You see this most clearly with language. LLMs learn from the internet, books, and articles. So they learn the slang we use, the way we argue, and the stories we tell. When you ask one to write a casual email, it might throw in an “LOL” or use a phrase that feels distinctly like it came from Twitter in 2022. It has captured the linguistic fashion of a specific moment in time.
On the surface, this seems harmless. But it has deeper implications. Most of the internet is in English, and a lot of its cultural gravity is American. So if you ask an LLM an abstract question about “freedom,” its answer will likely be shaped by Western, and particularly American, philosophy. It’s not going to give you a perspective from, say, an Indigenous tribe in the Amazon unless you work hard to ask for it. The model presents a default view, and that default is whatever is most common in its training data. It’s globalization in overdrive, smoothing out the weird and wonderful edges of culture into a single, global dialect.

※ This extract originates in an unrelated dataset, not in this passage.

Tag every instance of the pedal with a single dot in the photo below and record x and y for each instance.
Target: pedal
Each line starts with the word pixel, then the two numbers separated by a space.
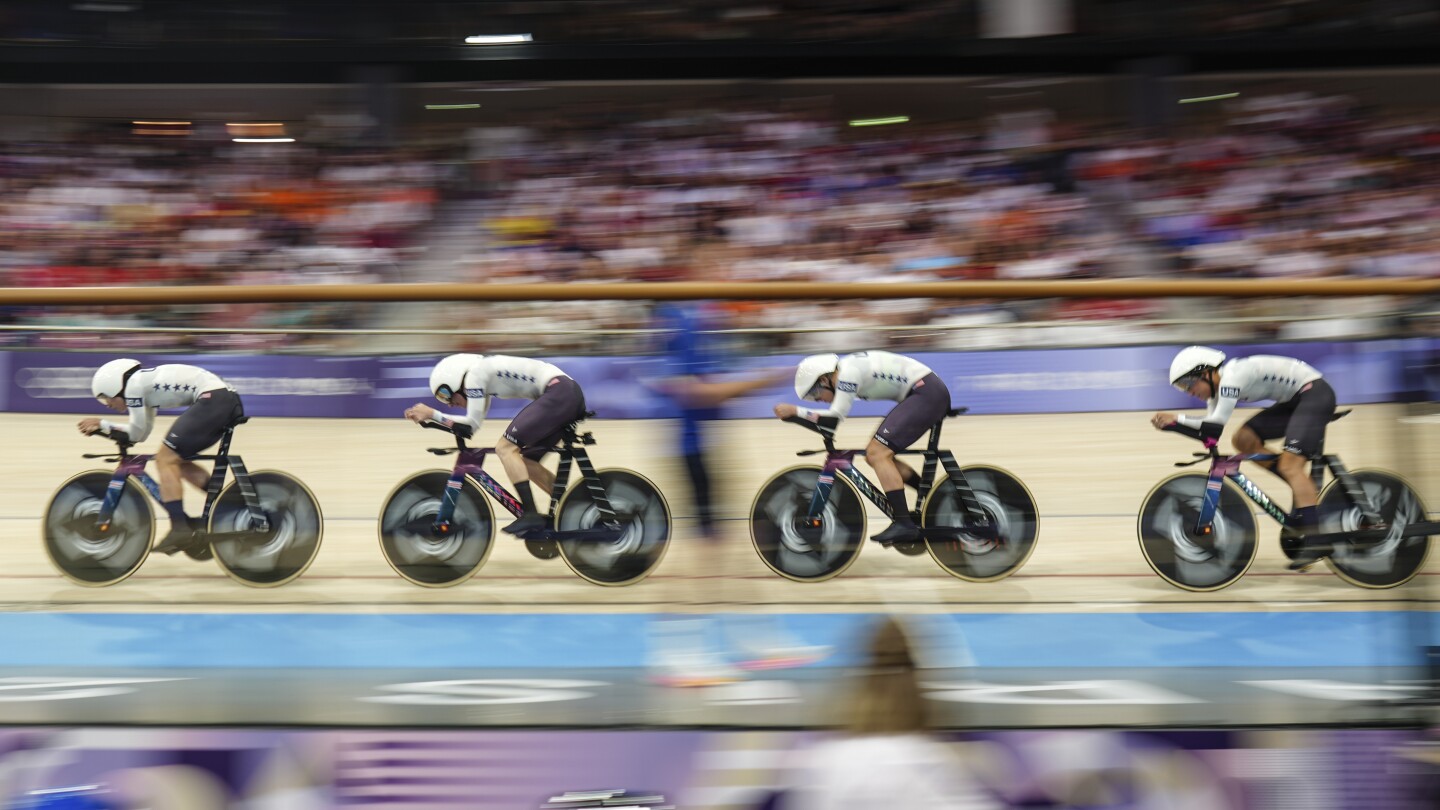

The same thing is happening with code. Copilot suggests pandas because most of the public code it was trained on uses pandas. It suggests React for building a web app because React is all over GitHub. This creates a powerful feedback loop. The most popular tools get suggested by the AI, which makes them even more popular, which ensures they’ll dominate the training data for the next AI.
This could make it harder for new ideas to spread. A breakthrough new programming language or a brilliantly efficient web framework might struggle to get noticed, because the AI assistant that millions of developers use every day never mentions it. It’s like trying to find a new restaurant when your map app only shows you McDonald’s.
So, are we all doomed to use React and say “yeet” forever? I don’t think so. That’s not the whole story.
For one thing, culture moves too fast. By the time a massive model is trained and deployed, the slang it knows is already starting to sound a little dated. New ideas, new memes, and new ways of speaking are always bubbling up from the edges. An LLM is a lagging indicator of culture, not its source.
The same is true for programming. Programmers are restless innovators. The rise of Rust happened because developers were actively looking for something better and safer than C++, and they pushed for it. A good programmer can always ignore Copilot’s suggestion and decide to try that new, experimental library. Human curiosity is a powerful antidote to consolidation.
And the models themselves aren’t perfect monoliths. Their training data is huge and contains multitudes. If you ask, they can often write in a rare dialect or generate code in a niche language like Haskell. The seeds of diversity are in there, even if the main path is paved with whatever is most popular.
What we’re seeing is a new tension. On one side, LLMs are a powerful force for centralization, for creating a shared standard. On the other, human creativity is a constant force for decentralization, for variety, and for change. The future probably won’t be a bland monoculture. It will be more like a landscape with a huge, six-lane superhighway running through it, built by AI. But alongside it, there will still be thousands of smaller, more interesting dirt roads, built and explored by people.
Perhaps the most interesting thing about these models isn’t what they tell us about the future of AI, but what they tell us about ourselves. They are a mirror. What they choose to consolidate is simply what we, collectively, are already doing the most. If we don’t like the reflection, we’re the only ones who can change it.